Conjugando os sinais de distintas origens, o cenário atual parece apontar para a fragilização do ciclo bolsonarista, cuja exata definição ainda é alvo de debates. Se não existe acordo quanto à sua classificação como fascista (ou mesmo neofascista), é amplamente aceito que ele emula traços do fascismo, que o movimento que o apoia é abertamente fascista, e que o governo e o Estado não se tornaram fascistas em virtude da incompetência de seus articuladores. Esse último aspecto deve nos chamar a atenção para a fragilidade das forças de oposição, o que nos diz respeito. Durante o período, nós comunistas estivemos envolvidos em todas as articulações do movimento popular, sindical e estudantil, na resistência a essa tempestade neoliberal de coloração fascistóide que se formou após o pleito de 2018; mas isso não deve nos desobrigar da atenção a nossas dificuldades ao longo dessa jornada de lutas, que se aproxima de mudança de fase, mas não se encerra. Considerando a incapacidade dos operadores políticos do neofascismo, poderíamos ter avançado as posições da classe trabalhadora de forma mais sólida e consequente, mas permanecemos na defensiva, pois tivemos enormes dificuldades para impulsionar um movimento popular vigoroso, que sustentasse o contra ataque há muito necessário.

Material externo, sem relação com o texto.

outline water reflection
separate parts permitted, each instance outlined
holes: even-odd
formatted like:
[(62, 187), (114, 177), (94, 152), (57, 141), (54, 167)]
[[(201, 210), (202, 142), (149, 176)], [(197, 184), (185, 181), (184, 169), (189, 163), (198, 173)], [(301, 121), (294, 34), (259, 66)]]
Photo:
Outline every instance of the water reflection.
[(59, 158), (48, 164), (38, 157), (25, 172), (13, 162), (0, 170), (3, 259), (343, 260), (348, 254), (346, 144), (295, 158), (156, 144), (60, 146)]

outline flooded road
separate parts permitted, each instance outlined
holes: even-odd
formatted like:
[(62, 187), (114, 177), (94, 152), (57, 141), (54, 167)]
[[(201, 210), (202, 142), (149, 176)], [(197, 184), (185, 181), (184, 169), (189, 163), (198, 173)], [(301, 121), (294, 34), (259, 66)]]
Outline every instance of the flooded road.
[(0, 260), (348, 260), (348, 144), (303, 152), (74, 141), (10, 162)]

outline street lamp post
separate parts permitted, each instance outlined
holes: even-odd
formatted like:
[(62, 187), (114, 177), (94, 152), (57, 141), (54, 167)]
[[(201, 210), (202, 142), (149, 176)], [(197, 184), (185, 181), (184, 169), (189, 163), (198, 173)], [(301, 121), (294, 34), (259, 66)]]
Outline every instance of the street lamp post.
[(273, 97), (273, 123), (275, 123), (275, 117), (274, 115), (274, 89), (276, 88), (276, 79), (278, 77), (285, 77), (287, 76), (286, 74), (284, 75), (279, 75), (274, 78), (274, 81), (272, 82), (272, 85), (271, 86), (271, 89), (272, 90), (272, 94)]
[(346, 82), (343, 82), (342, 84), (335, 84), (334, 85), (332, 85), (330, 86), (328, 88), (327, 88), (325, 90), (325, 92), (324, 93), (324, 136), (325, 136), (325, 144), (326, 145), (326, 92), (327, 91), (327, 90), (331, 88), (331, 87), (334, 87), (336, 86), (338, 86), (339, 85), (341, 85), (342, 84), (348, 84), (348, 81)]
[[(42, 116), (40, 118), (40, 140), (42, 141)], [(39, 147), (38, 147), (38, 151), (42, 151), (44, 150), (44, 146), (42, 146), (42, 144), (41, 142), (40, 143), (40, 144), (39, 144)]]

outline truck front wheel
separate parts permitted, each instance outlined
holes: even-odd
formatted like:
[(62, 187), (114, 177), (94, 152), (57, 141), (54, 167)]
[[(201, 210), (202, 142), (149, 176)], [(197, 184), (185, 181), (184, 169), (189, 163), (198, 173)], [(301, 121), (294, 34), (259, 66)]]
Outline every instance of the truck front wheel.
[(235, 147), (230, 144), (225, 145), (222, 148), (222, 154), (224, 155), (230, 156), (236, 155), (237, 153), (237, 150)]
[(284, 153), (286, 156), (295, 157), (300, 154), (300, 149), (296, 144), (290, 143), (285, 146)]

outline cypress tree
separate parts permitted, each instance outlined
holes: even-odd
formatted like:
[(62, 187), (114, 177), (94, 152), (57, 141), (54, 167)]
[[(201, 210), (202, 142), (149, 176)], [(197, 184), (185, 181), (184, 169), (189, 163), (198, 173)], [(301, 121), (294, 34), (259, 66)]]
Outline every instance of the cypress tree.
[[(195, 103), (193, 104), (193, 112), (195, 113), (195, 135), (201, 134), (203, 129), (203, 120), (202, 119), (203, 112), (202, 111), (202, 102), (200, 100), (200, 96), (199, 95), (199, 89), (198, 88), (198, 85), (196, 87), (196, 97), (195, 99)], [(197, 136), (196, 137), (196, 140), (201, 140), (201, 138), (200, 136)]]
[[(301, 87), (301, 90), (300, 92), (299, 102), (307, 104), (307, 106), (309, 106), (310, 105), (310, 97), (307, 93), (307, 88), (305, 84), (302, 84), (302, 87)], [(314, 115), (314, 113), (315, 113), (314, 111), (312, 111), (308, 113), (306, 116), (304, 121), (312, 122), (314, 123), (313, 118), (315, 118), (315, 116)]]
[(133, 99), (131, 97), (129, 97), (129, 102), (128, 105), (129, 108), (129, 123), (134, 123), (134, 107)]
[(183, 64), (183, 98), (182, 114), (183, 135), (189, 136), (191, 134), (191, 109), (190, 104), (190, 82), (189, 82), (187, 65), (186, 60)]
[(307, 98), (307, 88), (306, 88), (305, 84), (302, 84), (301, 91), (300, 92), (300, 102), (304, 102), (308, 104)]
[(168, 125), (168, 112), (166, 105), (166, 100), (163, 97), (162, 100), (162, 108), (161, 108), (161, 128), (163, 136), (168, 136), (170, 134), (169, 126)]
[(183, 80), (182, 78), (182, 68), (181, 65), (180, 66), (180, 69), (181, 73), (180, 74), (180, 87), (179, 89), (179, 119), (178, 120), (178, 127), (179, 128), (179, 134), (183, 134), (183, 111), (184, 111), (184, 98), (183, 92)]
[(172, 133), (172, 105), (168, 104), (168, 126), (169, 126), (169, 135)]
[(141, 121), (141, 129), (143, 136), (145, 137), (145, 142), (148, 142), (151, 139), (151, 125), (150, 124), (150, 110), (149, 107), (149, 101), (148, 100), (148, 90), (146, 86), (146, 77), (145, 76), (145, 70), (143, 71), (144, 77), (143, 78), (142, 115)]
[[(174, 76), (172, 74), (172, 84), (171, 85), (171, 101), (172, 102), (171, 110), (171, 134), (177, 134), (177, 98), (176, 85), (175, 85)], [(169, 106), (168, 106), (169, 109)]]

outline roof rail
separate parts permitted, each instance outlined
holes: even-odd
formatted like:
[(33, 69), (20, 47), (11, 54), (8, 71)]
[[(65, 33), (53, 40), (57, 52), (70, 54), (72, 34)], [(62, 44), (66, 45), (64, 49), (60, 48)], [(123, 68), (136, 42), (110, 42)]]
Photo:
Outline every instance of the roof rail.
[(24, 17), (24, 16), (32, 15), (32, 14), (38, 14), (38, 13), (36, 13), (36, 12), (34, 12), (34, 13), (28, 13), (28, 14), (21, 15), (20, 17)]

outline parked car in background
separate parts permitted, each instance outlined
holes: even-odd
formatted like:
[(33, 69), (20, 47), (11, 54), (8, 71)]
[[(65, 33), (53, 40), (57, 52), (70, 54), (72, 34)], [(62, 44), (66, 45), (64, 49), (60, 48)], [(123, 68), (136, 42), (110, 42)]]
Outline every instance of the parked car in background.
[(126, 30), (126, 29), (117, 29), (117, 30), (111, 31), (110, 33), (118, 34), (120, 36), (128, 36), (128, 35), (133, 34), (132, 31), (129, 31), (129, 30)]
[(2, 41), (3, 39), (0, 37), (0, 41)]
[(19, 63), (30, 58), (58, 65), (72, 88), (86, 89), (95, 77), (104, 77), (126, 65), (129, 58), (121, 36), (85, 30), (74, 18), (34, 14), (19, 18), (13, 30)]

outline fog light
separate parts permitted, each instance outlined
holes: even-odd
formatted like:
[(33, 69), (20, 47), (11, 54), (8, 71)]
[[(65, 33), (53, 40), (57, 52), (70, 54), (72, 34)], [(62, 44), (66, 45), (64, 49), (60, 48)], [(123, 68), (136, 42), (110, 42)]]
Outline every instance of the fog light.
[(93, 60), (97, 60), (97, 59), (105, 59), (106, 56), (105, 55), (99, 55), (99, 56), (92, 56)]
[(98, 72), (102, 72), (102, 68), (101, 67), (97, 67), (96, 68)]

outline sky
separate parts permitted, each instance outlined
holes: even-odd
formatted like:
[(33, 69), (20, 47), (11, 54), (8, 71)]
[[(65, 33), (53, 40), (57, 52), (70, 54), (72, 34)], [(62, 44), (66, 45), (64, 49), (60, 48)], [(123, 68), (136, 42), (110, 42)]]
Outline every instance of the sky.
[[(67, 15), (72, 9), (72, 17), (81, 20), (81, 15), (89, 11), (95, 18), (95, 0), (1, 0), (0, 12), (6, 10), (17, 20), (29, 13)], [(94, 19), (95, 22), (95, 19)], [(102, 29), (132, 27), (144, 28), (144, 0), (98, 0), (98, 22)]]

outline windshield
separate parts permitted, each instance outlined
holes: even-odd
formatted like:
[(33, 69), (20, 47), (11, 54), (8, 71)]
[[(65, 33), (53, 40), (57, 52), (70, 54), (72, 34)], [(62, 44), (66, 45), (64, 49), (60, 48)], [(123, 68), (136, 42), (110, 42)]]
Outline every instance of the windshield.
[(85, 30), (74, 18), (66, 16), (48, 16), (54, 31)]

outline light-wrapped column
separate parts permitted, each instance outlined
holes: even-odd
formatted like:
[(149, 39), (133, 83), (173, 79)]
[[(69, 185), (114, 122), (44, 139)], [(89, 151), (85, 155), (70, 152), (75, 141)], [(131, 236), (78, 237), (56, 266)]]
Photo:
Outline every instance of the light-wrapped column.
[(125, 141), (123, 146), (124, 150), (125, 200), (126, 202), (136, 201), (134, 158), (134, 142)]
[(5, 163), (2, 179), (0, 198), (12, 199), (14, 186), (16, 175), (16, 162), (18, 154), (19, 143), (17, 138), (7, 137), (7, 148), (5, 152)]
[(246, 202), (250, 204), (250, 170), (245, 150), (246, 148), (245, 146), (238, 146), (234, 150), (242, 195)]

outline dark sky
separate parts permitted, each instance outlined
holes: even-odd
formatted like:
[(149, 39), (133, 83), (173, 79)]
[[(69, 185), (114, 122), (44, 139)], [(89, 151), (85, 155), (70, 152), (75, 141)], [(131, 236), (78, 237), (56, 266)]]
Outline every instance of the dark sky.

Temos indícios de que o verdadeiro poder, o capital monopolista e financeiro internacional e seus sócios minoritários internos,já não encontram em Bolsonaro o uso que ele teve em 2018. Àquela altura, o agitador fascista foi visto como último recurso para representar a recomposição do bloco político da autocracia burguesa e cumprir as tarefas que se colocavam para a retomada do controle exclusivo do Estado, sem precisar dividir espaços com uma conciliação que já não era proveitosa. O dispositivo formado por fascistóides, neopentecostais, comandantes de atividades criminosas e a lumpenburguesia de ramos variados demonstrou, ao longo desses três anos e meio, severas limitações para levar às últimas consequências um programa liberal, além de compor um bloco no poder que causou estorvo para os negócios externos e se apossou de fontes de recursos públicos loteados entre donatários históricos. Ciente da fragilidade de suas posições, o presidente e seu séquito jogam com o terrorismo de propaganda, requentando diuturnamente a ameaça golpista já devidamente desbaratada no 7 de setembro último, através de intervenção pontual de uma das articulações entre franjas burguesas e o sistema político.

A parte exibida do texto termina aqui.